Она была совершенной, прекрасной, черные волосы ласкала прозрачная вода, ниже бурным потоком уходящая к морю. На мраморной коже играли лучи солнца, а ярко-алые губы усмехались голубому небу. Широко открытые глаза уже видели вечность, от которой она не отказалась.
16.11.2009
ЭПИЛОГ.
Поттеры: после бури
Они не разговаривали уже три часа двадцать две минуты, но ни одного из них это не тяготило. Им хотелось молчать и просто касаться друг друга — легко, мимолетно, ненавязчиво. И они молчали, его пальцы скользили по ее рукам и плечам, ее — по его немного вытянутому, измученному лицу. И никто из них не мог опустить глаз — они так и смотрели друг на друга, словно этими легкими касаниями снова узнавали то, что когда-то было выучено наизусть, но утеряно...
Через три часа и двадцать четыре минуты они были в тихом коридоре Хогвартса, куда еще только заглядывало встававшее солнце. Еще минутой спустя она заговорила, голос был хриплым — от тупой боли в затылке, от теплого чувства внизу живота, от бешено колотящегося сердца, от его серебряного взгляда, в котором плавали льдинки:
— Папа уже, наверное, сошел с ума.
Он кивнул, прижимая ее к себе и целуя в рыжую макушку, припорошенную серебряным снегом.
— И твой братец.
Они одновременно улыбнулись. Звук трансгрессии домового эльфа почти не нарушил их уединенный покой.
— О, Донг...— вдруг всхлипнула она, садясь перед эльфом на колени и обнимая за худые плечи. Домовик испуганно сморгнул большими глазами, и уши его прижались к затылку.— Прости меня, миленький, прости...
— За что, миссис Лили?— Донг попытался вынырнуть из ее крепких объятий, но тщетно. Малфой еле сдерживал смех.
— Скорпиус сказал, что я заставила тебя подчиняться тому ужасному человеку...
— О...— эльфу, наконец, удалось освободиться.— Это...
— Лили, а разве ты не должна была его забыть?— вдруг спросил Скорпиус, указывая на эльфа.— Или вспомнила?
Девушка на миг задумалась, а потом пожала плечами:
— Наверное, тот человек,— она не могла произнести имени своего мучителя, хотя теперь, спустя часы после того, как Малфой ей все рассказал, его знала,— не посчитал эльфа достойным внимания воспоминанием... Как и мои сны... Я прекрасно помню Донга... Только вот... не знаю, откуда...— она задумалась.— Не могу поймать ни одной четкой картинки...
— Оставь,— Скорпиус шагнул к ней и положил прохладную руку на ее лоб, на лице — усталом, покрытом тенями изнеможения — читалась тревога,— сначала доберемся до Ксении, которая снимет головную боль... Достаточно на сегодня.
Она кивнула и на миг прижалась к нему — это была странная потребность в его близости, что становилась все сильнее, словно жажда, разбуженная три часа назад, когда он закончил свой рассказ.

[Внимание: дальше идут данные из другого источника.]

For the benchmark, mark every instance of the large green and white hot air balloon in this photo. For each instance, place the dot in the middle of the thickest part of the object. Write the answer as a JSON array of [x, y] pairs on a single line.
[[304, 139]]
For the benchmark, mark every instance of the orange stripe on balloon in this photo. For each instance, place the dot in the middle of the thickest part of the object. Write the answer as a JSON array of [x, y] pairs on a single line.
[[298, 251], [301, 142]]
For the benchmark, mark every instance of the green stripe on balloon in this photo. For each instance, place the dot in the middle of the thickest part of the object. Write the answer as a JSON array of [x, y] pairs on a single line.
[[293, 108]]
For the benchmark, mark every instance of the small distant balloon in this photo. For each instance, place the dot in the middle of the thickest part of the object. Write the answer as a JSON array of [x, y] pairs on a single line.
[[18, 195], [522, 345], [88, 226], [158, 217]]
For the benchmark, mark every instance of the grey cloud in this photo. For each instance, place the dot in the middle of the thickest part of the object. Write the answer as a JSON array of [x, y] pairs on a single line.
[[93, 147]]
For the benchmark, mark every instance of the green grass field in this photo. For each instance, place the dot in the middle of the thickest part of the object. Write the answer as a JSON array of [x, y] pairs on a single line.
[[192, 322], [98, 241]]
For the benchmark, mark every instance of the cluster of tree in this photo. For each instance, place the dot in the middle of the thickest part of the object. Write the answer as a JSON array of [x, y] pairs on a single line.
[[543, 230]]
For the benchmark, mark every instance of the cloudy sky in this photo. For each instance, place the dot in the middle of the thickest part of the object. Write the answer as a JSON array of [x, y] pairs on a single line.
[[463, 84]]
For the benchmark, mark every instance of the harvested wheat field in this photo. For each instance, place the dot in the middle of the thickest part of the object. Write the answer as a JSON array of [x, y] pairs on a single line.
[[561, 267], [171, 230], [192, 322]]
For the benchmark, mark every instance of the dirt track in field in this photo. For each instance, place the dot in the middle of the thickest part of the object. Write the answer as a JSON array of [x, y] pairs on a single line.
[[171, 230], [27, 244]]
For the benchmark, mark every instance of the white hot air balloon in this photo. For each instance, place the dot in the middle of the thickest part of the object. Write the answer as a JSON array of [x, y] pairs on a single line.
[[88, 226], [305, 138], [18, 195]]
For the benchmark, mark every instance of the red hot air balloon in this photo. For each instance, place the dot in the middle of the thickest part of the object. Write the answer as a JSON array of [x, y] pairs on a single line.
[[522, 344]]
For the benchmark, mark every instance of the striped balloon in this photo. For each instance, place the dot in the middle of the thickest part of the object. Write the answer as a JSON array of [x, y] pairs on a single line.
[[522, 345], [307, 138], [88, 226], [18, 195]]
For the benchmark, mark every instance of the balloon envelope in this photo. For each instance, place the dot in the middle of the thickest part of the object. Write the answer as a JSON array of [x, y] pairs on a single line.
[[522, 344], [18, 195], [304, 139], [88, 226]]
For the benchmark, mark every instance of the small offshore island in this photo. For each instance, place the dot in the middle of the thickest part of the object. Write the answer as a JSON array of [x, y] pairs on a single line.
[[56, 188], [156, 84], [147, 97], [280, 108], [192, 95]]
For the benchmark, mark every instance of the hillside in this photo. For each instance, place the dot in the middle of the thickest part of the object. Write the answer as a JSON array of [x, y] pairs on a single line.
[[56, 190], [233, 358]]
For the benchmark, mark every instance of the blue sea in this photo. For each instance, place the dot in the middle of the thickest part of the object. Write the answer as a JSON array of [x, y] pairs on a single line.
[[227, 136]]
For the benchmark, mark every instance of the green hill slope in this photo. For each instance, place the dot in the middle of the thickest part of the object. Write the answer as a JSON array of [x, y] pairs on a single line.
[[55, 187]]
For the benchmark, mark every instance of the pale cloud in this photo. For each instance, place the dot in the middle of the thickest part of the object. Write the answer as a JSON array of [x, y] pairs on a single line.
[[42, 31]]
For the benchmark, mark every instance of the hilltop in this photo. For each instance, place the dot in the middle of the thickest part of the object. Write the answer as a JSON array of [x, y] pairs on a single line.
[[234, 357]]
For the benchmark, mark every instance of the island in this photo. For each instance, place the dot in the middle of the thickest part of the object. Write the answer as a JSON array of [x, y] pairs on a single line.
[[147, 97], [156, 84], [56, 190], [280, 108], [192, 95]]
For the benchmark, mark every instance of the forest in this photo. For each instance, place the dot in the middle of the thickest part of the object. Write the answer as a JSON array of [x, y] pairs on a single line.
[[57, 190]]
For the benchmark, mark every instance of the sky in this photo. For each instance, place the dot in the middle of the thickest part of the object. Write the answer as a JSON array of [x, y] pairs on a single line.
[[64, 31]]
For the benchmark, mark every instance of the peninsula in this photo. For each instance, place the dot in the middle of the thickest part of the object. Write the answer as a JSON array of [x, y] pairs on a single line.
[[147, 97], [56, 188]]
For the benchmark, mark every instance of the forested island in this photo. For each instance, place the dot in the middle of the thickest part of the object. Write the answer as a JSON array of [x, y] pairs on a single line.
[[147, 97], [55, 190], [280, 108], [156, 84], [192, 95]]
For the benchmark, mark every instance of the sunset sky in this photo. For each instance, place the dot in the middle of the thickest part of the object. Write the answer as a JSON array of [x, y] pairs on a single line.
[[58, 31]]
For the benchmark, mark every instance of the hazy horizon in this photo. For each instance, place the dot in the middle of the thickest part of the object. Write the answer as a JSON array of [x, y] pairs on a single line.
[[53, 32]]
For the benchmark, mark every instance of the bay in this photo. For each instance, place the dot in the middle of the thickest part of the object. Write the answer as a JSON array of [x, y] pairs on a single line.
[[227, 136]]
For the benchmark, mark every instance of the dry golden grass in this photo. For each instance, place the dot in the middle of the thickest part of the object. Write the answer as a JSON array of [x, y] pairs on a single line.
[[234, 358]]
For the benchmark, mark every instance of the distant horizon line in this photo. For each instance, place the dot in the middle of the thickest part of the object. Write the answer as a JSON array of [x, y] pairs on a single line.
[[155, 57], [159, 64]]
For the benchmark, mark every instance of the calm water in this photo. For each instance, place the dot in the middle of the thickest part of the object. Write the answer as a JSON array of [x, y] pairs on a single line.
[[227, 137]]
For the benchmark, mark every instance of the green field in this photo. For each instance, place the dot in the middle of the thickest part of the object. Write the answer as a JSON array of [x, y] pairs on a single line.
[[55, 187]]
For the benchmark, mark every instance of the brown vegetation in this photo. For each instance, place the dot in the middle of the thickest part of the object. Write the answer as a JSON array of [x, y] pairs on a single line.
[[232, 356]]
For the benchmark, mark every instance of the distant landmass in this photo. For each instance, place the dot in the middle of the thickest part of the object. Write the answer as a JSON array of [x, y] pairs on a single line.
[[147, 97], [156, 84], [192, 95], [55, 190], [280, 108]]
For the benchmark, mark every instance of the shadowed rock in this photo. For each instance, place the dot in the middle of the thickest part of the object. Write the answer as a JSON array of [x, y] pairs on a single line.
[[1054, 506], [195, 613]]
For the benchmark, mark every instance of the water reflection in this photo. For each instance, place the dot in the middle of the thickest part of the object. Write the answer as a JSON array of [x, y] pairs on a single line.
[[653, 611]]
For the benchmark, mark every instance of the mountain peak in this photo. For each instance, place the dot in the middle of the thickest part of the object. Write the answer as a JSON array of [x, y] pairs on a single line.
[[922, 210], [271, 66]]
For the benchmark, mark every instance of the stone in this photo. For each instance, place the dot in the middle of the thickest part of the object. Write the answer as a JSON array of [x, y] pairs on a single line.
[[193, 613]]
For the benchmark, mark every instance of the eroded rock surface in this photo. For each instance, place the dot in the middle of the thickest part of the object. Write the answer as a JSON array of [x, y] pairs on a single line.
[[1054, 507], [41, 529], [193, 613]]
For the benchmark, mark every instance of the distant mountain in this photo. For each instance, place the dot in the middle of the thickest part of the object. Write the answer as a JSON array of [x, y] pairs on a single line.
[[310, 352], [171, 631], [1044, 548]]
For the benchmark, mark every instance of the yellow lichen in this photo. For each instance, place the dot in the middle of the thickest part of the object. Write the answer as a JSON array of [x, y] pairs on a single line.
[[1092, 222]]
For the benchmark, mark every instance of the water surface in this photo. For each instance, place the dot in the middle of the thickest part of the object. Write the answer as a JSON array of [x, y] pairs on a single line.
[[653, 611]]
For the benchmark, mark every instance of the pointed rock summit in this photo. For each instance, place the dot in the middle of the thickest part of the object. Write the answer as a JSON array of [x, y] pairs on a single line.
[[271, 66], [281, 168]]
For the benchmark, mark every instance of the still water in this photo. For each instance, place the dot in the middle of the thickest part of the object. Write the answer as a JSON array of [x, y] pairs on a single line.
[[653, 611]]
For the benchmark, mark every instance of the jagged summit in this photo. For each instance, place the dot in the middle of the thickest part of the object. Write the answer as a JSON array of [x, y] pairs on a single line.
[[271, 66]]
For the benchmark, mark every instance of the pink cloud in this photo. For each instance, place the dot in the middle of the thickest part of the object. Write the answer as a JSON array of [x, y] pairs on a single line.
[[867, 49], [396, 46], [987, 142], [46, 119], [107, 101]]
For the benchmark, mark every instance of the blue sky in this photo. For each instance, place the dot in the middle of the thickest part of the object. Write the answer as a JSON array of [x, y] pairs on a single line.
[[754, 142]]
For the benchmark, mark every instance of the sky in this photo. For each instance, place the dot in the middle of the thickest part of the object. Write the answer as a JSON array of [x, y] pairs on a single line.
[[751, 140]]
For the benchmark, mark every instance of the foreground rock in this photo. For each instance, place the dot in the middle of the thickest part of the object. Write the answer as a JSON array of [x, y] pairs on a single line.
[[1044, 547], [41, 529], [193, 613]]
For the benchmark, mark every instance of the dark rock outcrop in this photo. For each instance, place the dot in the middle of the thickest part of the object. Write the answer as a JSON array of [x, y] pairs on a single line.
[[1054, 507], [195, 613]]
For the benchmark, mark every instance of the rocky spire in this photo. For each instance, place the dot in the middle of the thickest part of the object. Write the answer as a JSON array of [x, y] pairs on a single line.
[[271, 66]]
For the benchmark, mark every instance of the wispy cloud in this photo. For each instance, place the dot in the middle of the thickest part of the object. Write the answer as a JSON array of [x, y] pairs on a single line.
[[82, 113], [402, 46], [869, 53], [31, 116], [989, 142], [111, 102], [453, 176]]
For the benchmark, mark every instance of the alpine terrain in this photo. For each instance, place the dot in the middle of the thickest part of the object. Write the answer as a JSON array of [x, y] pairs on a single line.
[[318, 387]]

— Тогда идем к твоему отцу, потом искать Ксению и Поттера,— подытожил Скорпиус, насмешливо глядя на Донга, что украдкой стирал слезу размером со сливу.— Хватит разводить сырость, уходим...
Эльф радостно кивнул и вцепился длинными пальцами в брюки хозяина. В последний момент Малфой вспомнил, что оставил в лесу пальто, но не возвращаться же из-за такой ерунды. Но одно то, что ерунда начала приходить в его голову, дарило облегчение.